Multi-use Education Centre
Date 2021
Location Beverley
Value Undisclosed
Quantity Surveyor: Thornton Firkin
Structural Engineer: Alan Wood & Partners
Mechanical & Electrical: Viridis
The new teaching facility forms the first phase of a redevelopment plan for a large brownfield site at the heart of Bishop Burton College, Beverley campus. The site is adjacent to a converted stable block and historic walled garden with decorative greenhouses. Buildings within the immediate vicinity are low and linear in form with white painted brick or render with slate roofs. Within the wider context, the agricultural buildings are typically larger and clad with sheet materials and timber.
The project has been designed to meet the essential teaching space requirements resulting from the demographic increase in the number of post-16 students.
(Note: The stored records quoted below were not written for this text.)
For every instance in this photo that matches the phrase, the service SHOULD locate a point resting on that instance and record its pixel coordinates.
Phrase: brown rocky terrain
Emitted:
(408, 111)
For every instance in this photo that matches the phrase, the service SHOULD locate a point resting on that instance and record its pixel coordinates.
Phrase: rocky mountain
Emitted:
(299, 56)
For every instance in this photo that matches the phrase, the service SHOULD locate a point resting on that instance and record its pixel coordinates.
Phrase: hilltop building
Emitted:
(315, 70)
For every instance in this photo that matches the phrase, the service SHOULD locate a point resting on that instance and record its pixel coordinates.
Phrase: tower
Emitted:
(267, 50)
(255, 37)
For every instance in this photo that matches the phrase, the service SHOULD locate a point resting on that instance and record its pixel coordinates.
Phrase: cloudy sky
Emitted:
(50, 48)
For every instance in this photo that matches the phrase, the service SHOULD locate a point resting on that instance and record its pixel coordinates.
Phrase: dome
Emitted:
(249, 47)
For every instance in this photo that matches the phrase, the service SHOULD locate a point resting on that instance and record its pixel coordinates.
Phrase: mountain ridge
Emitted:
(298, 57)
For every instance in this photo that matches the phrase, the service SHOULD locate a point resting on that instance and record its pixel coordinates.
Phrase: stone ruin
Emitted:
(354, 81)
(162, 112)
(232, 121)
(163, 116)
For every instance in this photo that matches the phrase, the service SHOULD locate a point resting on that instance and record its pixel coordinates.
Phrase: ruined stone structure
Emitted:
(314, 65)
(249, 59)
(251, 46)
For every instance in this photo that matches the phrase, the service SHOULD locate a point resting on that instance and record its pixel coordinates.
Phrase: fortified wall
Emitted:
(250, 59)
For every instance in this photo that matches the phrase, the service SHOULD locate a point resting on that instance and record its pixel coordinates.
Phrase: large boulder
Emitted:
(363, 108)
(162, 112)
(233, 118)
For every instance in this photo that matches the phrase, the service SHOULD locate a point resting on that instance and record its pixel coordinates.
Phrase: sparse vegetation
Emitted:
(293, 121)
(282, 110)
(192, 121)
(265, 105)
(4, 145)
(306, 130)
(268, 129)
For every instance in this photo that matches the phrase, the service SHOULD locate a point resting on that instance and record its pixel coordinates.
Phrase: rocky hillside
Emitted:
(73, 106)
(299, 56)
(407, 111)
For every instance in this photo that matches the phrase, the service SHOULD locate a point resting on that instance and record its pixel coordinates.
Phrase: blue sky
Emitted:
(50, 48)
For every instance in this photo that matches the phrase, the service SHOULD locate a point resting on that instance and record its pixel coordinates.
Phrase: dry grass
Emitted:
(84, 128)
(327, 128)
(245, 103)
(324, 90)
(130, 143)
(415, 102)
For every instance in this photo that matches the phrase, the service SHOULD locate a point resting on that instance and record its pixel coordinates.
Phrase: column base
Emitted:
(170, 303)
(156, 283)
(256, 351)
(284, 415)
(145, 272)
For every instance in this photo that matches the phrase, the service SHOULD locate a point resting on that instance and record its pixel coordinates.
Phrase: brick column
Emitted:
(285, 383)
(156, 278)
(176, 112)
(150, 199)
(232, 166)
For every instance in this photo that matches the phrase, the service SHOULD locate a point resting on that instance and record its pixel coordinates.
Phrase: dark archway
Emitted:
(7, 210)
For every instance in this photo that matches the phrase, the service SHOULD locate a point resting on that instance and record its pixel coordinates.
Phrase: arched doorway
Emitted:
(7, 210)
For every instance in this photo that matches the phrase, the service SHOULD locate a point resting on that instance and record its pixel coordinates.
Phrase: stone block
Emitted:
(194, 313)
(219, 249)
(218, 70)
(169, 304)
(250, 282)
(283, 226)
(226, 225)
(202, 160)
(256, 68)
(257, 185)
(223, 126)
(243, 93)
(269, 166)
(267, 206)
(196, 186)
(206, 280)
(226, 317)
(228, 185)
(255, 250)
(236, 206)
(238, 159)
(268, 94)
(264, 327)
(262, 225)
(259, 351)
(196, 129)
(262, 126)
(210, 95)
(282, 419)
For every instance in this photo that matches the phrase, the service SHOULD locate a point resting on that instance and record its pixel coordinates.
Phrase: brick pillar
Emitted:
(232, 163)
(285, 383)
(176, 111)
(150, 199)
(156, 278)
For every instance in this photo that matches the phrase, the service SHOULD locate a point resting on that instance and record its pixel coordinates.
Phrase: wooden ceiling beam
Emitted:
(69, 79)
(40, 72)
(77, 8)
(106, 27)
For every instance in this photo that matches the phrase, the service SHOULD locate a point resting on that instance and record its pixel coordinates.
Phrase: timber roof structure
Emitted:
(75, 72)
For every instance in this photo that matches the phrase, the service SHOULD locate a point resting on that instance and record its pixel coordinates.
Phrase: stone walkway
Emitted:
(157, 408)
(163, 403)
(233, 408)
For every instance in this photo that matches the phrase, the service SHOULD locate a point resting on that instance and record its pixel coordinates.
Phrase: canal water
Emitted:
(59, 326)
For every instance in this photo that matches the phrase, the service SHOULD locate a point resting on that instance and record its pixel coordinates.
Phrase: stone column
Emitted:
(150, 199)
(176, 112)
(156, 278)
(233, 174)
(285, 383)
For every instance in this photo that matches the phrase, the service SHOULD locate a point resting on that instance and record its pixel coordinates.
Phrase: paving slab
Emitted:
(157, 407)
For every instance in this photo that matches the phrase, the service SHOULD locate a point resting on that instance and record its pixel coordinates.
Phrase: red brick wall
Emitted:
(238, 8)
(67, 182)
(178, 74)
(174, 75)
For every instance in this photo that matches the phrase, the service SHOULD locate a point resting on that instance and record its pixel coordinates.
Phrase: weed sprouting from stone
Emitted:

The new facility will provide multi-purpose spaces to accommodate students from a wide range of curriculum areas, with a range of classrooms and ancillary accommodation.
The design has been informed by the neighbouring buildings on campus, both in terms of form and materiality. The site is surrounded by the more historical buildings on the campus, buildings that are remnants of the original estate. It was therefore important for the design to sympathetic to these, whilst responding to the scale and detail of the larger agricultural buildings across the wider site, to create a sense of uniformity within the campus.
The building is designed to meet the sustainability standards of BREEAM “Excellent”. A passive environmental strategy that incorporates green technologies has been implemented to create a development that has a lower embodied carbon and minimal operational energy demand.
The detail at the top of the pitched roof creates a relationship with the roofs and chimneys of the adjacent student services buildings. A band of glazing at high level sits above a solid masonry base to the full perimeter of the building, referencing the glasshouse structures that project above the adjacent brick walls of the walled garden. This upper band of glazing has been lined with brise soleil, providing solar shading whilst referencing the rhythm of the glasshouses. The ground storey of white masonry takes reference from the existing white painted façades and provides a more tactile and durable finish. New deciduous trees are planted in the courtyard to supply further solar shading to the generous openings serving the ground floor classrooms on the south-west facade.